Wynton Marsalis led a troop that rivaled the most celebrated of funerary jazz bands, the Dirty Dozen Brass Band.  Honoring conductor Mazur, the band is designed to help the deceased find their way to heaven and celebrate the final release from the bonds of life on earth. For the last hundred years, these marches have come to be recognized as a respected way to exalt the life of an honored person.  Mazur got his due.

There was more to come.  The Brahms' Second Symphony is tightly-packed and densely argued.  While this symphony is often called the pastoral, the trombones remind us that Brahms was a melancholic person who said his black wings were constantly flapping. Clara Schumann found this symphony elegiac and mournful.   

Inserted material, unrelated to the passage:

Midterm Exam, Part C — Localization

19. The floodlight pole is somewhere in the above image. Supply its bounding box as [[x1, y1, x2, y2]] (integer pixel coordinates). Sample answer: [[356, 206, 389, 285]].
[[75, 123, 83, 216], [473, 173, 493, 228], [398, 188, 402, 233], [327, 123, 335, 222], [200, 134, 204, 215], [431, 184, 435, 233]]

A three-chord growl from the low brass with cellos is bracketed between  a soft drum roll and a soaring melody presented as a conversation between violins and flute starts us off.  A glowing tune for cellos and violas in thirds has cellos on the top.  A leaping theme is held back for extra emphasis, which finally yields to a dominant chord.

The slow pace of the first and second movements places emphasis on the woodwind and horn timbres.  Dark clouds hover over these movements. The cello sings.  Idyll and elegy are blended against the bass drone.

The Bohemian dances of the third movement end in a burst of virtuoso trombone runs.  The fourth movement is the last, driving forward to heavy brass at the end.

This is a concentrated work, tightly-composed and deserves the close attention Alan Gilbert called forth.  Gestures of delay and silence offer an opportunity for reflection.  Mysteries are suggested as tunes pass from strings to horns and then woodwinds. Pervading calm is broken by storms and a joyful Finale.  

The New York Philharmonic spreads itself over the city in the coming two weeks, from National Sawdust in Williamsburg, to the Metropolitan Museum of Art.  In the tradition of the city that gave us the Funeral March, New York will be wrapped in wonderful music.